In my last blog posting in January 2011 (I can’t believe it’s been that long!) I ended with the sentence “I was amazed at the speed with which God had answered my prayer of desperation!” Well, fast forward 40 years or so years to 2011. A lot of great things have happened in those intervening forty years…I have a wife of 38 years, 3 great sons and their wives. Four wonderful grandkids. More friends that a guy should deserve. A good job with a great purpose. The list can go on and on.
In January during a physical for a life insurance policy I was applying for, the results of a blood test for blood glucose came back with an A1C level that indicated that I had Type II diabetes (what they used to call Adult Onset Diabetes). My own doctor had been watching my blood glucose levels for that previous year or so and was concerned that I was at risk to be a Type II diabetic. Well, sure enough…that what I was now! I have been watching it closely by eating better and exercising more by running and going to Gold’s Gym regularly, as well as having been prescribed oral medication that I take twice a day.
In January I applied with the VA for special monthly compensation for Type II Diabetes due to Agent Orange exposure during my time in Vietnam; the Phu Hiep area was sprayed with Agent Orange area during the time I was there between February 1968 and June 1970 (http://www.chicagotribune.com/health/agentorange/chi-091204-agentorange-map,0,1959438.htmlpage). In June I began receiving 20% disability compensation from the VA.
A couple of weeks ago I had a routine blood panel done and was very surprised to find out that my PSA (prostate-specific antigen) level was higher than the recommended level of between 0 and 4.0. On Friday September 23rd I had an appointment with a urologist who recommended that I have a biopsy taken to determine what kind of prostrate cancer I have. (The elevated PSA level is enough of a symptom flag that a biopsy is an appropriate in determining what the next step(s) should be in treatment.)
To be honest, for about two weeks the “c” word (“cancer”) was right at the front of my mind during every waking hour. But gradually I accepted that the fact that I probably have prostrate cancer, no matter if it is benign or otherwise, was indeed a fact. Karin and I decided that we would face this head on, together, and with the knowledge that God is indeed in control of this just as He has been in control in every aspect of my life from the get go. I was talking earlier today with a friend of mine who I’ve reconnected with in the past few months after 4 decades since the last time we saw each other. I shared with Dave that it has been amazing to me to see how God has kept us all in contact with each other after so many years! I’m absolutely astounded at the circumstances that were begun and orchestrated when I was 20 or 21 years old at Phabulous Phu Hiep by the Sea that has led to me writing this note tonight! No one can tell me that there is no God, simply because I have experienced him in the most profound ways through my friendship with you guys who I served with in the Army so many years ago.

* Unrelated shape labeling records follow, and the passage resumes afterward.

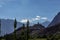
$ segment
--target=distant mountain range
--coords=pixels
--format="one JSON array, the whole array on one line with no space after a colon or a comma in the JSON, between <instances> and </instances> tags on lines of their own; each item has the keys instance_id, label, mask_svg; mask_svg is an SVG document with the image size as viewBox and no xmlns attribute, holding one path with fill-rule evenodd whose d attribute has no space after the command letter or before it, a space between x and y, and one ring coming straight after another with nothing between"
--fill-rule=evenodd
<instances>
[{"instance_id":1,"label":"distant mountain range","mask_svg":"<svg viewBox=\"0 0 60 40\"><path fill-rule=\"evenodd\" d=\"M2 35L4 34L13 34L13 25L14 25L14 20L5 20L1 19L1 26L2 26ZM20 35L21 30L22 30L22 23L18 22L17 24L17 35ZM45 28L45 27L46 28ZM48 26L48 27L47 27ZM57 32L60 32L60 12L54 17L52 22L50 23L49 21L46 21L42 24L34 24L29 27L30 28L30 35L38 35L38 36L43 36L43 35L54 35ZM11 35L11 34L10 34Z\"/></svg>"},{"instance_id":2,"label":"distant mountain range","mask_svg":"<svg viewBox=\"0 0 60 40\"><path fill-rule=\"evenodd\" d=\"M22 26L22 23L17 22L17 29ZM1 35L9 34L14 31L14 20L1 19Z\"/></svg>"},{"instance_id":3,"label":"distant mountain range","mask_svg":"<svg viewBox=\"0 0 60 40\"><path fill-rule=\"evenodd\" d=\"M48 27L50 26L54 26L56 24L60 23L60 12L54 17L54 19L52 20L52 22L48 25Z\"/></svg>"}]
</instances>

This brings me back to the “c” word. Yes, the “c” word can mean “cancer”, a scary, chilling, maybe even terrifying word.
But I know another “C” word that is filled with hope, love and peace…that word is Christ! I met Jesus Christ a little over 40 years ago at a coffeehouse in Bellevue, Washington, and He changed my life and is continuing to change it daily…and that change has always proven to be for the better. And I’m betting that this prostate thing will be another change for the better.
In a capsule form this is what I know: I know God loves me and you. I know we all will live forever. Every one of us. If I know Jesus Christ as my personal savior and lord (and I do!) then I will live forever in Heaven. I know I if I didn’t know him, in other words rejected his offer of unconditional love, I would live out eternity in utter aloneness, separated from God forever. I know Hell is not living with others in sin and fire, as some have portrayed it. It is being utterly alone. My vote is for living in Heaven forever, for eternity.
Here is a little more that I know…no matter what the outcome of the biopsy, God is in the middle of these circumstances, all part of the continuing adventure of my life. I was talking with my good friend and brother Tony Chapa earlier today and he reminded me of the a verse in the Old Testament in which God says “For I know the plans I have for you,” declares the LORD, “plans to prosper you and not to harm you, plans to give you hope and a future….” (Jeremiah 29:11) So I have no reason to be afraid of the future.
Thanks for taking the time to read this. I hope that you take it to heart; I would really like to see all of you in Heaven! If you have questions, please feel free to write me, or phone me (my number is on the OV-1 Mohawk Association website under the Board of Directors).
(Be sure to look into reading "Heaven" by Randy Alcorn ISBN-13: 978-0842379427, it's a wonderful read with some great insights.)